From Bloomberg last month:

Sales of previously owned U.S. homes fell in June to the lowest level in a decade as tumbling real- estate prices and consumer confidence signal no end in sight to a housing recession now in its third year.

Resales dropped 2.6 percent to a lower-than-forecast 4.86 million annual rate from a 4.99 million pace the prior month, the National Association of Realtors said today in Washington. The median home price dropped 6.1 percent from June of last year.

From Bloomberg today:

Existing U.S. home sales fell to a 10-year low in the second quarter and the median price for a single-family house dropped 7.6 percent as the real estate recession deepened.

The median tumbled to $206,500 from $223,500 a year earlier, the Chicago-based National Association of Realtors said today. Sales of single-family houses and condominiums fell 16 percent to 4.913 million at an annualized pace.

In terms of those transactions, “foreclosures and ‘short sales,’ in which lenders agree to take a loss on a property, accounted for a third of all sales in the quarter.”
And as they say, live by the median, die by the median (or something like that).
U.S. Home Resale Rate Falls To Ten Year Low (And 33% Below 2005) [SocketSite]
U.S. Home Sales Fall to 10-Year Low as Prices Tumble [Bloomberg]

10 thoughts on “U.S. Home Resale Rate Falls To Ten Year Low (Again)”
  1. At that burn rate, they’ll run out of cash in a “mere” 7 years.
    I’m sure they’re updating their resumes in anticipation of a quick demise — not.

  2. I wonder if in general short sales/foreclosures are used as comps. My understanding is that in general they are not. However, if they make up 1/3rd of sales then one could reasonably conclude that they are representative of a large chunk of the market
    clearly, this hasn’t happened in SF yet though.

  3. “Many real estate agents are learning some basic math: five percent of nothing is nothing.”
    Many haters have yet to learn this lesson: Saying nothing about nothing they have no involvement with, online, and in a tone they would never use in polite society, is nothing X (times) approximately fifty ka-jillion.

  4. Did I accidentally strike a nerve? You’re a commission salesman, right? Not that there’s anything wrong with that, but what do you produce? Anything?
    In my opinion, you’re constantly trying to bully contrarians, doubters, and naysayers about real estate on this site. You once stated in June that the Ritz-Carlton was a SOMA condo building, and when somebody politely pointed out to you that it’s actually north of Market Street, you dismissed that rudely, like a sixth-grader.
    I’m not a real estate agent, but I am a potential customer.

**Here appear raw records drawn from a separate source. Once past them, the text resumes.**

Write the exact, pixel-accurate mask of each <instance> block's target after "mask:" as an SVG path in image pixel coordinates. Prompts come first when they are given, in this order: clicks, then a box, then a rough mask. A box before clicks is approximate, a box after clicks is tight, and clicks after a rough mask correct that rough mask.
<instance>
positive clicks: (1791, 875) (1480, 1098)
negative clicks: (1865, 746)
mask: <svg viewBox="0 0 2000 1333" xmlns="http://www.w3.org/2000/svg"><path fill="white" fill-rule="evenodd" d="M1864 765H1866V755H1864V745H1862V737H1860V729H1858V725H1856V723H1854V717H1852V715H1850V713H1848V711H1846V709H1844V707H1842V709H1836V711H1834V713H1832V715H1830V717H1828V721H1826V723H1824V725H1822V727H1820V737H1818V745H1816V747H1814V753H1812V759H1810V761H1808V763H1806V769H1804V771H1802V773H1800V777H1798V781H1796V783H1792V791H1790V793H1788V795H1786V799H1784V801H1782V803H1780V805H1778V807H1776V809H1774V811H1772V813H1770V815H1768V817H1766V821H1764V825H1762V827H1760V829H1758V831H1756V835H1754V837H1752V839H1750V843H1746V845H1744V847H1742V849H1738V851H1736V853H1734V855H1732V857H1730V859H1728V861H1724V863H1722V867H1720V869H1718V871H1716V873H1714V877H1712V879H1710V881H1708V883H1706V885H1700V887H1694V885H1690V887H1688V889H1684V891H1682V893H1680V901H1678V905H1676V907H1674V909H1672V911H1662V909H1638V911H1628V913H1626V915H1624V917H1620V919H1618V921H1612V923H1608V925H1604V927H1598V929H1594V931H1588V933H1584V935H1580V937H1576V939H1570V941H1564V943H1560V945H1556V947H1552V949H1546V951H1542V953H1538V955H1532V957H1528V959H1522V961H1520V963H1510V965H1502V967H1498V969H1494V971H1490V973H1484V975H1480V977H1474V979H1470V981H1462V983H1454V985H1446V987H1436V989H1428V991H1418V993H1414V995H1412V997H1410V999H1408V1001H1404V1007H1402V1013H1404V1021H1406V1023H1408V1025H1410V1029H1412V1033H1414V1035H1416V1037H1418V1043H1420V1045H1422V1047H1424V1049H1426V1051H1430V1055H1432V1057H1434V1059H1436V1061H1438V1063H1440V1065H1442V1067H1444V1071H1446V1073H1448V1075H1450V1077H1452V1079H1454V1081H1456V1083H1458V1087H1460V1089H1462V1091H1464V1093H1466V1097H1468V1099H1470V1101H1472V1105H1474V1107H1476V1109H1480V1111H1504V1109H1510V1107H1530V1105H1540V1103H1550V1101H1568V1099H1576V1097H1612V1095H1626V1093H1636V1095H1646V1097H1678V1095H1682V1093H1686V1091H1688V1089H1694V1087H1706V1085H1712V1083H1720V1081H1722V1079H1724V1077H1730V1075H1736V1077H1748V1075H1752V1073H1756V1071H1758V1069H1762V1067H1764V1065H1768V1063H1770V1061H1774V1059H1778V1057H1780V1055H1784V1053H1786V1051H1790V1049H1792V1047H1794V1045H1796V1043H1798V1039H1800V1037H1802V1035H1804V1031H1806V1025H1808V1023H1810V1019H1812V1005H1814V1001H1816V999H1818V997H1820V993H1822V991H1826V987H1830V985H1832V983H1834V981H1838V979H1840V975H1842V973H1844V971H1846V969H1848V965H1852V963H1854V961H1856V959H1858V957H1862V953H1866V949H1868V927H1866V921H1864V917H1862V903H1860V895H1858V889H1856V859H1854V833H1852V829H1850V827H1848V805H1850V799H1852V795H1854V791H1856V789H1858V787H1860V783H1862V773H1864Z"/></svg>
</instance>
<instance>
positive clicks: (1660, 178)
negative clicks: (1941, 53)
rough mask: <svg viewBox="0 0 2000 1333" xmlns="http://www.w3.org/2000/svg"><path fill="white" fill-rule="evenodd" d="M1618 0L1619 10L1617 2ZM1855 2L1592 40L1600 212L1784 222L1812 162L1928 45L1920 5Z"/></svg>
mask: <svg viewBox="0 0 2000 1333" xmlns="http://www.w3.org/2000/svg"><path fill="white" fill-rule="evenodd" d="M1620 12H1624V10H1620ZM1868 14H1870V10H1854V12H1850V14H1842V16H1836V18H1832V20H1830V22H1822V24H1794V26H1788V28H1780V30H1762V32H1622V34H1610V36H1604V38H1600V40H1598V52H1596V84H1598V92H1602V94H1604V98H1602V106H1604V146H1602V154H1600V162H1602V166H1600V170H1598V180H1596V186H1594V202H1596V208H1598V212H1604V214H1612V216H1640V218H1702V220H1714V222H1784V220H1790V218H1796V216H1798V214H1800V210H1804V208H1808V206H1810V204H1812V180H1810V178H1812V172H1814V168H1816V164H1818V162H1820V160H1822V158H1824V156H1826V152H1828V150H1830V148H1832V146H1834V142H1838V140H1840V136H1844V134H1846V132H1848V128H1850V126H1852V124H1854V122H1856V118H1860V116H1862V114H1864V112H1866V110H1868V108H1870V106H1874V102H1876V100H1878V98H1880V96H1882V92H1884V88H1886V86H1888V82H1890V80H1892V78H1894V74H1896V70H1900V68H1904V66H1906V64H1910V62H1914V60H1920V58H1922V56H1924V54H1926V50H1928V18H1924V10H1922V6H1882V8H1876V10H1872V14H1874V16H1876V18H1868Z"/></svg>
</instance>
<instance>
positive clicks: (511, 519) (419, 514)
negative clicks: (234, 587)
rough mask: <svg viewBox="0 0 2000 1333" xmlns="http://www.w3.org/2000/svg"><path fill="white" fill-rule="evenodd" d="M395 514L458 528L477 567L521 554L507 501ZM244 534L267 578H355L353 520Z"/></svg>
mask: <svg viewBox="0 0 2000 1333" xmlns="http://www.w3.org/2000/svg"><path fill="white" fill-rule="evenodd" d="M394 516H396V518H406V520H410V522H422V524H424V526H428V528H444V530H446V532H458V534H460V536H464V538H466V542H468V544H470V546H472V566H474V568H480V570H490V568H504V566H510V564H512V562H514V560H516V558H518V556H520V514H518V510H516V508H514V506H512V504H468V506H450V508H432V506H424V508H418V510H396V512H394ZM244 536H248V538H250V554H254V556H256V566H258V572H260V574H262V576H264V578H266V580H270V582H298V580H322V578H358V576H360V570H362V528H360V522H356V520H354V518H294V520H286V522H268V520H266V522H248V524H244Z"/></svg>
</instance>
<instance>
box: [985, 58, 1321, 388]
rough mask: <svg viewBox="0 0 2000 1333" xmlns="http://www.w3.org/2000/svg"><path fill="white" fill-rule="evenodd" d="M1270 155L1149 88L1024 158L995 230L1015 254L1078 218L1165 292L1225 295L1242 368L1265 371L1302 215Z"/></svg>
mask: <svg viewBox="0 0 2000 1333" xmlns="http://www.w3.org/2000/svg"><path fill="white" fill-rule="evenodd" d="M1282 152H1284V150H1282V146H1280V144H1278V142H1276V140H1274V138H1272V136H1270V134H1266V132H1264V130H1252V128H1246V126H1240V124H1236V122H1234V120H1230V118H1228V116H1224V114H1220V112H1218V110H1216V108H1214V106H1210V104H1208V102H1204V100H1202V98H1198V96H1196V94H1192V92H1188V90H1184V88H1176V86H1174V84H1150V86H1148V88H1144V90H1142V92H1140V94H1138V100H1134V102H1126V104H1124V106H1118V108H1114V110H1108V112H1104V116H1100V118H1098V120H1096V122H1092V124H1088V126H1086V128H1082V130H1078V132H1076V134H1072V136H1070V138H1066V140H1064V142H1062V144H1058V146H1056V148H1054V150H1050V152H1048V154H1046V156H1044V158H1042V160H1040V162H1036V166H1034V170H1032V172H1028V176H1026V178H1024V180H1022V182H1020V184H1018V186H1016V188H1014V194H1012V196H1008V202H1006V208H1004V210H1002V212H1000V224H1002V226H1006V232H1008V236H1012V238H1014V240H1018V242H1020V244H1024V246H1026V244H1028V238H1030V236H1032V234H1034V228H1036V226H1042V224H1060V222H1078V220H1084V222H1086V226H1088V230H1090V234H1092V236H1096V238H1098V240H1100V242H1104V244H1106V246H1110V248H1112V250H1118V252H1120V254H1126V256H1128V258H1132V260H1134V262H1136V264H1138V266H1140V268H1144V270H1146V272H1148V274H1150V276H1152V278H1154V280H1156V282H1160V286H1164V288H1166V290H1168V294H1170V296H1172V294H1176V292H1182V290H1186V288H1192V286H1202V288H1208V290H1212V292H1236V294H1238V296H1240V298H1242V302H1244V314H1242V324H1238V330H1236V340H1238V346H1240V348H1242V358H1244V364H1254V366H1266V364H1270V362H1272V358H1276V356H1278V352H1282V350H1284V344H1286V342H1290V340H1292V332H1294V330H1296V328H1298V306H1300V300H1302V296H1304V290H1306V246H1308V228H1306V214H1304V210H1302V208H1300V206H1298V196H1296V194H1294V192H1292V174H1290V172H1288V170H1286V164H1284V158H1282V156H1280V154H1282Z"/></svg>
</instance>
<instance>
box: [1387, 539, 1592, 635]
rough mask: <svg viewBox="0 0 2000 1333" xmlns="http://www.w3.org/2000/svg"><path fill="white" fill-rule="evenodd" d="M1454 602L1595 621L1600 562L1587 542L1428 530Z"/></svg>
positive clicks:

My opinion counts as much as a seller’s, but way more than an agent’s. In my view, the buyer and the seller are the principals; the agent is the parasite.

  5. Anonymous – your “5% X nothing” comment comment is misdirected. Usually the sellers control the sales price, not the agent. I’m sure many agents are facing situations where they know a home is priced too high to make a sale but they may have limited influence over the sellers to get them to drop the price.
    Ultimately the sales rate will return to normal. Market forces are just too powerful to overcome inertia.
    And note that boom and bust cycles actually increase the overall transaction rate in the long run and hence boost RE agent’s commissions. If you had only a steady slowly appreciating market, you wouldn’t have appreciation speculators and flippers causing 2X the number of sales for a property via seller-speculator-buyer transaction pairs vs. the traditional direct seller-buyer transaction. A steady market also doesn’t trap buyers with mortgages they cannot afford resulting in additional transactions from unexpected and unwanted premature sales and foreclosures.
    Realtors thinking long term will be just fine and might even make a killing during this bust cycle.

  6. “I wonder if in general short sales/foreclosures are used as comps.”
    When a place is foreclosed and sold on the court house steps it is not counted as a comp as it is not an arms length transaction.
    When a bank owned property is subsequently sold that is an arms length transaction and is counted as a comp.